Que o ano sempre começa no Brasil depois do carnaval, não há a menor dúvida. A precisão não é o nosso forte em matéria de horários e calendários. Horários são marcados com flexibilidade: "Duas, duas e meia... quatro, cinco horas...". E datas móveis são ideais para balizar o calendário. Já escrevi aqui mesmo que temos precedentes históricos: se os revolucionários franceses estabeleceram os fenômenos naturais como maneira de medir o tempo, com meses denominados "germinal" e "floreal", por que não podemos ter "le Carnaval" como uma referência (mesmo porque em alguns lugares ele dura quase um mês...)?

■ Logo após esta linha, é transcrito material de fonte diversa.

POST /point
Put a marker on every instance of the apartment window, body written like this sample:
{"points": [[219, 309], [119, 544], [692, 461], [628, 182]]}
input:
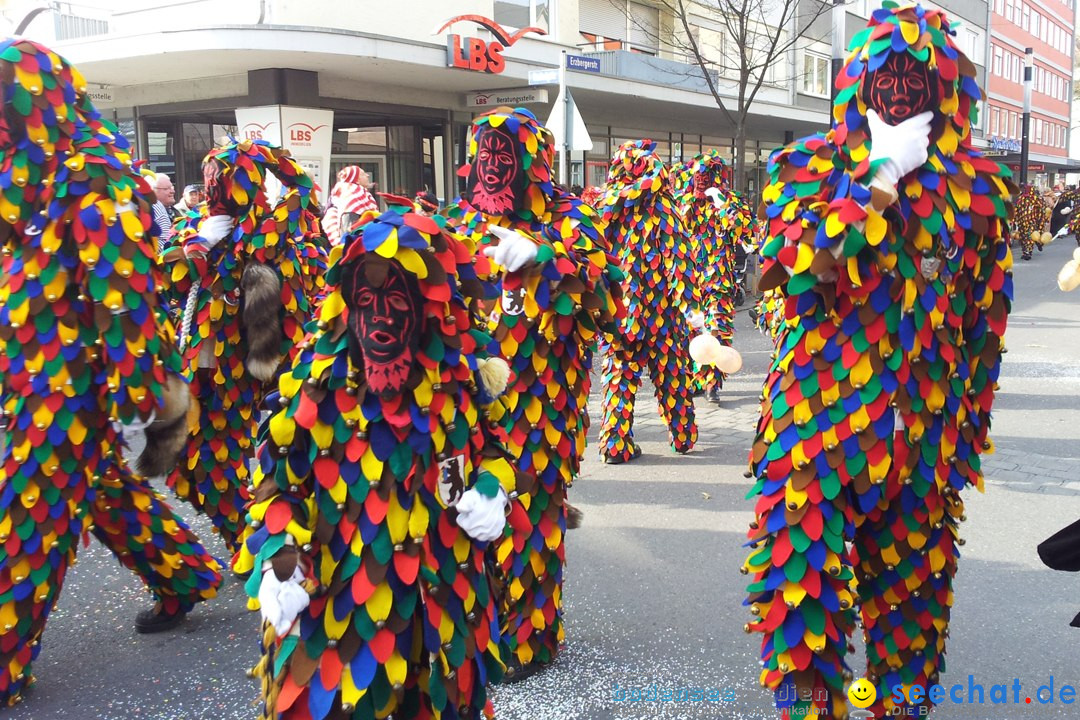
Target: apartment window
{"points": [[69, 27], [603, 18], [644, 26], [523, 13], [815, 73]]}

Não acredito que, apesar disso, outros povos trabalhem mais que os brasileiros. Franceses, com seu horário semanal de 35 horas, não estão com essa moral toda para criticar a lassidão dos trópicos em um país em que a jornada semanal de trabalho é de 44 horas e mais da metade da força de trabalho faz duas horas extras por dia; ingleses, com a profusão dos seus bank holidays, feriados bancários e a prática do Boxing day, o dia após o Natal para desembrulhar presentes, também não. Italianos, nem pensar; alemães, quem sabe, com aquela fascinação pelo trabalho e pela eficiência a qualquer custo.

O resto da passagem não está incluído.